Australia should get another 98 overs on Sunday, with England carrying three injured men in their top seven. Ben Stokes has had scans on a worrying side complaint, while Jos Buttler (left index finger) and Jonny Bairstow (right thumb) have both had X-rays.

In the absence of the latter pair, Ollie Pope was drafted in as substitute wicketkeeper and acquitted himself impressively with four catches, but everyone will be needed to play their part with the bat.

England began the day with centurion Bairstow still at the crease and three wickets up their sleeve as they looked to chip away at an overnight deficit of 158.

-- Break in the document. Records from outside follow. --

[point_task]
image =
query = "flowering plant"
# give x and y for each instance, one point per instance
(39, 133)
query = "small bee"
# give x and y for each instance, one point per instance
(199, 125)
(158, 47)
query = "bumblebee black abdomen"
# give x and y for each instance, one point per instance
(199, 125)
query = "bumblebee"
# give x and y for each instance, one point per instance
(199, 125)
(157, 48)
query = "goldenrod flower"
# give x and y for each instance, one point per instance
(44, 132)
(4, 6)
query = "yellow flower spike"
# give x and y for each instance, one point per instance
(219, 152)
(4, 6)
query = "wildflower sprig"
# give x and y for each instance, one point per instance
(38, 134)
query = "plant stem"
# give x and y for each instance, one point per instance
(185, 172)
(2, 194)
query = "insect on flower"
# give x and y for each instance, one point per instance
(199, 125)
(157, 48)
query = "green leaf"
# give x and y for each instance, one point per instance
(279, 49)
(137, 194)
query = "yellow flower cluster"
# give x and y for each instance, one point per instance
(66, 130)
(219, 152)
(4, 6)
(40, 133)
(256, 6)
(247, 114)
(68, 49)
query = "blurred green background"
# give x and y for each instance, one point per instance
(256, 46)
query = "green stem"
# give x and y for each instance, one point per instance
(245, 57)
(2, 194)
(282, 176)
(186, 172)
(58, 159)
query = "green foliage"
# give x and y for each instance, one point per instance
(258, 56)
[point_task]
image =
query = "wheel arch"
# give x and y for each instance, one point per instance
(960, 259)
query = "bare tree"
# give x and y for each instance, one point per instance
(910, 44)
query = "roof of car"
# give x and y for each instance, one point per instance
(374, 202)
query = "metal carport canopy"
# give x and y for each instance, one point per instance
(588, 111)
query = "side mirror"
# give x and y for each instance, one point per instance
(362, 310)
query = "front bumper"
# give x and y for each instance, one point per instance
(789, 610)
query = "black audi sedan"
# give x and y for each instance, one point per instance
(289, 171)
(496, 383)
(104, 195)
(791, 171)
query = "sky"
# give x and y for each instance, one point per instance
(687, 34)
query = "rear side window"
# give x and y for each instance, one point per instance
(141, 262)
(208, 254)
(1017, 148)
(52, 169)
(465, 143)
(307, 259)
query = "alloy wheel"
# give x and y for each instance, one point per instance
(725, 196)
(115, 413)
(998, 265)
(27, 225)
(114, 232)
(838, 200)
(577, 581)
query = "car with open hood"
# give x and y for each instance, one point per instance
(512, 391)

They were only able to take another 36 off, with Scott Boland removing Bairstow for 113 and adding Stuart Broad to continue his remarkable introduction to the Test arena.

Returning to the field 122 in arrears and with Pope deputising behind the stumps, England knew they needed a huge effort with ball in hand. For a while, at least, it looked like they might produce one.

Root tossed the ball to Wood while it was still fresh, just five overs in, and he responded by immediately snagging David Warner’s outside edge. Pope took it safely and the job was under way.

Pope’s second catch was more impressive, standing up to Jack Leach’s spin, staying low and snapping up a sharp edge from Marcus Harris. By the time they added the prize scalps of Marnus Labuschagne and Steve Smith Australia were creaking at 86 for four.

The world’s top-ranked batter Labuschagne lost his head-to-head with Wood for the third innings in a row, swiping a seaming delivery to Pope. Smith, meanwhile, had a rare aberration when he lost his middle stump cutting Leach.

There was, for a moment or two, a hint that Australia could be toppled but Khawaja went on to lead a superb stand of 179 with Cameron Green.

He instantly found his rhythm, pulling elegantly and stroking into gaps. When England opted for spin, he milked it or monstered it depending on his whim.

There were a couple of emphatic slog sweeps for six off Leach, each achieved with an assertive stride and a fulsome swing.

By the time he reached 50 with a cover drive off Broad, the idea that he would double up had already taken hold. Green was much less sure of himself but the lack of scoreboard pressure and Khawaja’s calm assurance helped him settle.

There were only a couple of slight doubts along the way to Khawaja’s hundred, a nick off Root that went in and out of Pope’s glove and a optimistic lbw referral on 98.

If England thought the latter delay would unsettle him, their decision to hand part-timer Dawid Malan the next over had the opposite effect and Khawaja duly whipped a long-hop for two to kick off a long ovation.

A declaration looked certain but Pat Cummins gave Green the chance to sprint for his own ton. He got as far as 74 before slogging Leach straight in the air. The spinner made it two in two when Pope’s smart reactions condemned Alex Carey to a golden duck, but Cummins refused to allow the hat-trick opportunity – waving Khawaja in from the balcony.

Australia have made a habit of new-ball wickets but found Crawley (22no) in breezy form, while Hameed hung in for eight.